Speech by the Minister of Infrastructure and the Environment, Melanie Schultz van Haegen, at the Transport and Logistics Forum seminar, São Paulo, 10 April 2012
Ladies and gentlemen,
I am honoured to open this seminar today.
Today we are discussing opportunities for cooperation between our countries.
Efficient transport and logistics are crucial for our economic growth.
They generate and foster growth.
First-rate infrastructure forms the backbone of any economy.
We can both benefit from cooperation. Just look at the facts: first, Brazil overtook the UK last year to become the sixth-largest economy in the world. Second, the Netherlands is the gateway to Europe. We are the world’s fifth-largest exporter and the world’s seventh-largest importer. With only 16 million inhabitants, we are 16th in the world economy rankings. After the US, we are the second-biggest investor in Brazil. Rotterdam is the most important sea port from Brazil’s point of view. And the Netherlands is the fourth-largest export destination for Brazil.
We are talking here today about the management of Brazil’s cargo flows. These are increasing rapidly in the wake of your country’s economic growth.
Your impressive growth rates call for quick solutions, certainly. But they also require longer-term planning.
As the gateway to Europe, the Netherlands has built up considerable expertise in logistics.
Rotterdam is connected to the European hinterland by an excellent transport corridor – a multimodal corridor with extensive inland waterway and highway networks, rail infrastructure for high speed freight trains and an extensive pipeline network too.
Believe me, it took more than a few years to put all this in place.
And we have to work continuously on improving quality.
And here I mean quality in the sense of both efficiency and sustainability.
We are, for example, working on a modal split, with a shift towards inland shipping.
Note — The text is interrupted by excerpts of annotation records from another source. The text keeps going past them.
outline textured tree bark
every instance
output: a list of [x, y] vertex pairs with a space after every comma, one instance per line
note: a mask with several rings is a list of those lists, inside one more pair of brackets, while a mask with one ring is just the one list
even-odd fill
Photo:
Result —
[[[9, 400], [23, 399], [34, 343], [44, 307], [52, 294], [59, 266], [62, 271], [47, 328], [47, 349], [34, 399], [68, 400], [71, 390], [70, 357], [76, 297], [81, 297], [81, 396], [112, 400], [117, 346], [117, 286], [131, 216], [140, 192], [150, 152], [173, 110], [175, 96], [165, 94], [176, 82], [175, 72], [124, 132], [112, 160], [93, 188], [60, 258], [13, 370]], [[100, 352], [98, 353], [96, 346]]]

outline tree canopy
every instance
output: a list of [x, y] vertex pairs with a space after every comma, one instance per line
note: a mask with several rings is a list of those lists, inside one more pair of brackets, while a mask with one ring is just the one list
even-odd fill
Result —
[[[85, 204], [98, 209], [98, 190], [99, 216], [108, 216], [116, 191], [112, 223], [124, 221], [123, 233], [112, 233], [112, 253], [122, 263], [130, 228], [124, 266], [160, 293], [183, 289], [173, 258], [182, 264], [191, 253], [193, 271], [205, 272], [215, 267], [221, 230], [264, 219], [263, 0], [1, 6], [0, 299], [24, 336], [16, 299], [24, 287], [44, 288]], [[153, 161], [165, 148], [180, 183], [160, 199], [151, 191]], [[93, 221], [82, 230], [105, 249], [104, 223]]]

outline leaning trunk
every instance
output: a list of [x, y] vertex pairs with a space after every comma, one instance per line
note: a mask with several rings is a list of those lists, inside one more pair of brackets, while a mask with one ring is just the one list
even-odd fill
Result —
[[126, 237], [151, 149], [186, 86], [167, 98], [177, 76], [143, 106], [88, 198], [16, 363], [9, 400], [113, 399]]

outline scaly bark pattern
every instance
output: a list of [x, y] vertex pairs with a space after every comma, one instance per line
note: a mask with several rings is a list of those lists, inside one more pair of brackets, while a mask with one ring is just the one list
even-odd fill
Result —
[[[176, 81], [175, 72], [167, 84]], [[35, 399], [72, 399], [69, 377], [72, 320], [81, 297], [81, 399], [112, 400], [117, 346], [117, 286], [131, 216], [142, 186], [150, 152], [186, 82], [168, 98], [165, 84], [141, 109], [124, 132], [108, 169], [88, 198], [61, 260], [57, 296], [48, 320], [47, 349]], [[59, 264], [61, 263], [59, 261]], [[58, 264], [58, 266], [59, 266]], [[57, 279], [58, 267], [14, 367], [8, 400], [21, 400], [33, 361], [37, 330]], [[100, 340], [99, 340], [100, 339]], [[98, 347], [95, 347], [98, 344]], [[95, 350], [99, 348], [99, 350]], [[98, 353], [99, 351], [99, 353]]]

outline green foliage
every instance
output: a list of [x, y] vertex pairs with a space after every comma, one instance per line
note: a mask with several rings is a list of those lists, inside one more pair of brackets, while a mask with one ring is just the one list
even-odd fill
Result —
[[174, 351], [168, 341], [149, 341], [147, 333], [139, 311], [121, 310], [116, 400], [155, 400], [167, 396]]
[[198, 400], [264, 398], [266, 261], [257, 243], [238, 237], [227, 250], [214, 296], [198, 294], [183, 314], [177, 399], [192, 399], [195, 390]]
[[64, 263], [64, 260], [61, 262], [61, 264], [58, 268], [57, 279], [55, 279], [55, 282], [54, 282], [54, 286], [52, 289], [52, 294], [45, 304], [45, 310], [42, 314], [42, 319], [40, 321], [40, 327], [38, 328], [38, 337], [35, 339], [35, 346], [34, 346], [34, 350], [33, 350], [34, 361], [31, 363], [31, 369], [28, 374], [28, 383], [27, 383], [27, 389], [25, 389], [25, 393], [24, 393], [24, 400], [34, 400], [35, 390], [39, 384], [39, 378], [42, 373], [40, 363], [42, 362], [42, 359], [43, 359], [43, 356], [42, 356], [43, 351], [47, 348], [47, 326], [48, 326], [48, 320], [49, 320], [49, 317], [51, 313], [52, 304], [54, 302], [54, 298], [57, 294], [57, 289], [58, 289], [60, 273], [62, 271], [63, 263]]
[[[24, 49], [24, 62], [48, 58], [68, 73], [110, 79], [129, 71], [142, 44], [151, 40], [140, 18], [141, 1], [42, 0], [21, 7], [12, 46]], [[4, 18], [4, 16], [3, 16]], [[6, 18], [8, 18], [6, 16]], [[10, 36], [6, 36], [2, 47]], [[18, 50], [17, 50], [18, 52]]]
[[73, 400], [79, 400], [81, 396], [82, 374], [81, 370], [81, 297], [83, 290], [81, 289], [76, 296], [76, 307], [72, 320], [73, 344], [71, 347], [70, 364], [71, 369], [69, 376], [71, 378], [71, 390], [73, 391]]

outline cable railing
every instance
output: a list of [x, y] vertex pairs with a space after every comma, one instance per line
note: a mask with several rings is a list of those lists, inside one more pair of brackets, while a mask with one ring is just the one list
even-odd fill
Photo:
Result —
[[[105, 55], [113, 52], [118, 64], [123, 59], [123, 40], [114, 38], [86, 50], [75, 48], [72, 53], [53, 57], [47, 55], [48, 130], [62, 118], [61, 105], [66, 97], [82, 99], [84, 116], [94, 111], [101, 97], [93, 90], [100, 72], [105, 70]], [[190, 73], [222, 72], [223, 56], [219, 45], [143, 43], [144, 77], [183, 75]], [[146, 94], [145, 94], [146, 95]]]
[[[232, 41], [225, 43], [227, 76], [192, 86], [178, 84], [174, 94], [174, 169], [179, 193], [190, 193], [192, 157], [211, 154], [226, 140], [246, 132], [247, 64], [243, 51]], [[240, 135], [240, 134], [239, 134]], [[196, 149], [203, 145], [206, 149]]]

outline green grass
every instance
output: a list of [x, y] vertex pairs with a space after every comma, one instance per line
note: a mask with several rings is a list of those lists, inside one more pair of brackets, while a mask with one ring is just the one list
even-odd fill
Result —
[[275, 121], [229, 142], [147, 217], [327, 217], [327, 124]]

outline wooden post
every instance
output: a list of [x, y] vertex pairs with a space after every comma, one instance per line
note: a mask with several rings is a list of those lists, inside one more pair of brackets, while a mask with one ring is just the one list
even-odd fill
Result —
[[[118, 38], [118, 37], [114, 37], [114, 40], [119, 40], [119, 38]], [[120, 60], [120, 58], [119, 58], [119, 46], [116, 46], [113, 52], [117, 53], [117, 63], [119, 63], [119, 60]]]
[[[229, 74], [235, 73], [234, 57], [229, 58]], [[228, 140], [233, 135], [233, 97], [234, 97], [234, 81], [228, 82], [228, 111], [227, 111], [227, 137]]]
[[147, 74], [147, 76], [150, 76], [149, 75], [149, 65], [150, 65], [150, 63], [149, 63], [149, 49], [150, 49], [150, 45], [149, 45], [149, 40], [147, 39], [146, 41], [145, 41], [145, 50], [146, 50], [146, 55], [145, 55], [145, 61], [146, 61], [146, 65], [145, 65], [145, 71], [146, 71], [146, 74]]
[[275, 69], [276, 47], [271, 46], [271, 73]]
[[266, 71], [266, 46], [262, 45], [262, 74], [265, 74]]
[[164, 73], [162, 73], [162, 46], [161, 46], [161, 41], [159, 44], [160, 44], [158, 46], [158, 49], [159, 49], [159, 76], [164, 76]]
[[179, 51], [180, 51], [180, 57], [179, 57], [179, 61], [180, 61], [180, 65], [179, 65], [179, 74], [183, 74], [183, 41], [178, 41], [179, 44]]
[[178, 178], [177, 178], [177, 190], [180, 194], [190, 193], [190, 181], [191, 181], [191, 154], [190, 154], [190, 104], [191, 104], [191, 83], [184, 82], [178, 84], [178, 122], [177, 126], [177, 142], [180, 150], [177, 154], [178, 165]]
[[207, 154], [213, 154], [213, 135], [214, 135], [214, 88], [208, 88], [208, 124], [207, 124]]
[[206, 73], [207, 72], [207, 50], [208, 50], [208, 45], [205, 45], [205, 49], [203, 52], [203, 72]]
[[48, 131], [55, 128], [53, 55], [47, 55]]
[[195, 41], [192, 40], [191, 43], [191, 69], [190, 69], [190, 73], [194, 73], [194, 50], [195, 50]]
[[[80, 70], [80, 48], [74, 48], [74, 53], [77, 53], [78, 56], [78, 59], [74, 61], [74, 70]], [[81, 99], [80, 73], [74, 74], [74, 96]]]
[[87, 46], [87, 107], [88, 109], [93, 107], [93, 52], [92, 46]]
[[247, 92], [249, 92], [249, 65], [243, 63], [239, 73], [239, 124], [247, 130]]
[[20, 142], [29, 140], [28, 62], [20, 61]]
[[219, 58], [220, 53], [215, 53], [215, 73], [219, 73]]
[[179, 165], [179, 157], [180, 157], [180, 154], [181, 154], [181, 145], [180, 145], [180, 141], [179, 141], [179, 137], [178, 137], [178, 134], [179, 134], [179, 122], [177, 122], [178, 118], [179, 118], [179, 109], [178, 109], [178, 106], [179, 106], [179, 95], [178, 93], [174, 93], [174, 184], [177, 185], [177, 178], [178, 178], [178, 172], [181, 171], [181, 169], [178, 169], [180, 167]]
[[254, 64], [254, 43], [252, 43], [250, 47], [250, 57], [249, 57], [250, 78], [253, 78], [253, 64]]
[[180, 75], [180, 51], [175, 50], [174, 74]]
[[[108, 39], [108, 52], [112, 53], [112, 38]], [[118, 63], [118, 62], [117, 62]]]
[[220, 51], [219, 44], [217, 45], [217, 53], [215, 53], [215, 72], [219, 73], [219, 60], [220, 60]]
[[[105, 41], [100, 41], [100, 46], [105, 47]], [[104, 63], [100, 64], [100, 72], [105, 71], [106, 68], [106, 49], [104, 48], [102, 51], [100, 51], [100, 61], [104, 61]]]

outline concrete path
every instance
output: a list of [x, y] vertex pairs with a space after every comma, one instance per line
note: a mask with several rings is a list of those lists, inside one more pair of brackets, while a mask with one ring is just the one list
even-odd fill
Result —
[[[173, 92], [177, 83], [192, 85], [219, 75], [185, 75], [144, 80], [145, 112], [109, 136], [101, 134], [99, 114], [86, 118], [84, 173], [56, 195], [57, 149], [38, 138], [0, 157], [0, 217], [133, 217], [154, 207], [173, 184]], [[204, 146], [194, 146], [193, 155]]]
And we are doing this in partnership with the private sector.
Our ports, our waterways and geographic location have brought us tremendous economic growth.
Your waterways and the size of your country give you the same potential.
No less than forty thousand kilometres are just waiting to be utilised.
That is almost once around the earth.
At present, Brazil is using only a quarter of that capacity, say the distance from Brazil to the Netherlands.
In Brazil, only three or four per cent of goods are transported by inland waterway.
In the Netherlands, we transport nearly a third!
Clearly, there is great potential for transport by inland waterway in Brazil.
You came to the same conclusion in your National Plan for Logistics and Transportation.
Inland waterways are an attractive option, making transport efficient, cheap, safe, clean and reliable.
The Netherlands is ready to work with you.
We have the expertise to help make your inland shipping sector viable and sustainable.
In the area of port development, for example.
Brazil’s ports are geared towards maritime shipping.
Equipping them for inland waterway vessels and building transshipment terminals would yield many benefits.
Seaports and inland shipping reinforce each other, and since ninety per cent of Brazil’s foreign trade goes through its ports, a shift in emphasis at its seaports would create tremendous opportunities for trade with the hinterland.
We also have considerable expertise in shipbuilding, and we have the technology to match.
In the Netherlands we have succeeded in converting to cleaner, more efficient ships.
I know that you are particularly interested in sustainable forms of transport.
Dutch companies are eager to share their knowledge and expertise with you.
And finally, the Netherlands has a lot of know-how when it comes to waterway management.
Ladies and gentlemen,
As I said before, the Netherlands is the gateway to Europe.
This is why we are so closely involved in the development of European transport corridors.
Many of them go through the Netherlands.
That means that we are examining future cargo flows and potential bottlenecks – in the context not only of infrastructure, but also of logistics.
For example, how can we smooth out customs procedures and encourage the development of short sea shipping?
Public and private parties are collaborating closely, developing specific projects and partnerships in these areas.
Smoothly functioning transport corridors are vital to our economies. It’s essential that we pay attention to them – to promote efficiency and sustainable handling of cargo flows. And a healthy environment and a competitive economy.
I wish you a very successful seminar and highly productive discussions.